Les portraits fantômes de Liu Bolin à la MEP
Incroyablement mimétique, comme un caméléon dans la ville, Liu Bolin se fond littéralement dans l'urbain. Est-ce le réflexe d'un Chinois dans son environnement policé à outrance ou bien une démarche rigoureuse ? qui partirait quand même de là, dans la parano toujours présente de l'après Tien An Men. Ce qu'il en dit et expose à la MEP est ci dessous…
« J’ai décidé de me fondre dans l’environnement. Certains diront que je disparais dans le paysage ; je dirais pour ma part que c’est l’environnement qui s’empare de moi. ».
Sculpteur, performeur et photographe, Liu Bolin, surnommé "l’homme invisible", présente dans cette rétrospective des photographies issues des quatre grands thèmes abordés dans son œuvre depuis plus de dix ans : la politique et la censure, la tradition et la culture chinoise, la société de consommation et la liberté de la presse.

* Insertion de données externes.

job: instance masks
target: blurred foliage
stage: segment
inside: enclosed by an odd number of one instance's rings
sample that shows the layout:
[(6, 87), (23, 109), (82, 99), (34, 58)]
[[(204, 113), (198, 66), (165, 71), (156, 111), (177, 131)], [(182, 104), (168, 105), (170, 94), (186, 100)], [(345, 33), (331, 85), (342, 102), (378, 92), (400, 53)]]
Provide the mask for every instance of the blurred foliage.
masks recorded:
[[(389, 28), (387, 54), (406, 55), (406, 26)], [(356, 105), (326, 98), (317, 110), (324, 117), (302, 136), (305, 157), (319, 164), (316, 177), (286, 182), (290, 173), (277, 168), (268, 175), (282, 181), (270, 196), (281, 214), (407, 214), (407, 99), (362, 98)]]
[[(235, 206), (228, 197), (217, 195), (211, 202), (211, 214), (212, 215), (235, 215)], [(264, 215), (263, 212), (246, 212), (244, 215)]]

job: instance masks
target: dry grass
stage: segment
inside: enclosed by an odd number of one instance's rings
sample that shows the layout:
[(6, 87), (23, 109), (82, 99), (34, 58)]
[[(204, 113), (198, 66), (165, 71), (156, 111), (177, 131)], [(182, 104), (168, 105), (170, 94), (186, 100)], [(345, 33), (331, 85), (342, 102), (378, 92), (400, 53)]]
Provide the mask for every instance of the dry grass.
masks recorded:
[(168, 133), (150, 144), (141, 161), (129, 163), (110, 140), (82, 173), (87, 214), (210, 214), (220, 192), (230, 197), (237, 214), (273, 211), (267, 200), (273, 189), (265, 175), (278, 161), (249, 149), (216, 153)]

En 2005, sa première série « Hiding in the City » (Se cacher en ville) présente un autoportrait de l’artiste immobile et recouvert de peinture, se confondant avec les décombres de son atelier, situé dans le quartier d’artistes rasé par le gouvernement chinois. Une protestation silencieuse : Liu Bolin se rend invisible pour se faire remarquer.
Depuis, il crée des œuvres mêlant photographie, body art, art optique et sculpture vivante. Cet homme-caméléon pose pendant des heures devant un mur, un paysage ou un monument pour arriver à se fondre dans le décor – les yeux fermés, sa silhouette à peine visible – avec l’aide des ses peintres-assistants, sans aucun trucage numérique. À la fin du processus de camouflage, il fige la performance grâce à la photographie.
Ses clichés, souvent ludiques, sont également porteurs d’une charge symbolique forte. Caché devant un drapeau, il nous montre comment l’individu se perd dans l'identité collective ; noyé dans le rayon d’un supermarché devant des canettes de boissons importées, il dénonce la société de consommation. Ni rouge ni jaune, Liu Bolin adore toutes les couleurs de ses masques. Ironie? Perplexité humoureuse plutôt devant le changement de paradigme chinois actuel.
Liu Bolin est né en 1973 dans la province de Shandong, à l’est de la Chine. Il étudie à l’Académie des Beaux-Arts du Shandong avant d’obtenir son diplôme au Beaux-Arts de Pékin en 2001. Il vit et travaille à Pékin. Artiste conceptuel qui plaît, il ne dérange personne avec son beau bien propre, mais plaisant.